Step two was getting our shelf cards all ready to take out to UPS and ship away. To understand "shelf cards" you must be introduced to some library lingo. For every book, movie or recorded book, we must have a set of three cards, a title card and an author card for the card catalog for ya’ll to search for a book. Then the shelf card is filed in a file we keep in the back, and these are filed in the same order as the books on the shelves.
Well, those are the ones I had to mail to Sagebrush, the company doing our "Retrospective Conversion." Now, how is that for modern, up-to-date technological talking?
I did have one fine time, attempting to get those cards ready to get to UPS. This company doing the conversion charges per card. They put all of the information off each card on a disk and send that to us to load into the computer.
Incidentally, this grant, in addition to paying for the conversion, has purchased a computer, printer and all those mysterious things that go with, into, on top of or behind that computer, cables, switches and I don’t know what all. It is setting back there in the floor, as I speak, about four boxes-full, waiting on the disks to get back and then, full-charge ahead. I think I’ll go hide in the woods the day after those disks get here!
Back to the shelf cards. I had so many books and movies that people have not returned over a long period of time. Those cards had to be pulled out, so that they would not be added, and a charge made, for them.
In addition to the million and one other things that we do all day, those stinkin’ cards had to be gotten out of the files. And, we were on a time limit to get them , mailed. You know how that always helps, to have someone breathing down your neck.
I pulled and I pulled and kept coming across a few more here and a few more there, to add to my stacks. Finally, finally I got them all out, and then they had to be put into boxes to mail.
And this is where we shall leave these cards setting this week, as I have gone on so long, we are practically out of room and I must tell you about this new book by Michael Connelly, which he calls "Lost Light", and they don’t want me to write the whole newspaper this week, as they have other things they would like to put in it. So, let us take a breath and do just that…

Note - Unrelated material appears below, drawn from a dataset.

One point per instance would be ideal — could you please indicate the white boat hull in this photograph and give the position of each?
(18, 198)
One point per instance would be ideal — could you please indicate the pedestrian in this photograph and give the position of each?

"Only the money was real. Four years ago, LAPD detective Harry Bosch was on a movie set asking questions about the murder of a young production assistant when an armored car arrived with two million dollars cash for use in a heist scene. In a life-imitates-art firestorm, a gang of masked men converged on the delivery and robbed the armored car with guns blazing. Bosch got off a shot that struck one of the robbers as their van sped away, but the money was never recovered. And the ACyoung woman’s murder was in the stack of unsolved-case files Bosch carried home the night he left the LAPD.
Now Bosch moves full bore back into that case, determined to find justice for the young woman. Without a badge to open doors and strike fear into the guilty, he learns afresh how brutally indifferent the world can be. But something draws him on, past humiliation and harassment. It’s not just that the dead woman had no discernible link to the robbery. Nor is it his sympathy for the cops who took over the case, one of them killed on duty and the other paralyzed by a bullet in the same attack. With every conversation and every thread of evidence, Bosch senses a larger presence, an organization bigger then the movie studios and more ruthless even than the LAPD. The part of Bosch that will never back down finds as fatal an opponent as he’s every encountered – and there’s no guarantee that Bosch will survive the showdown ahead."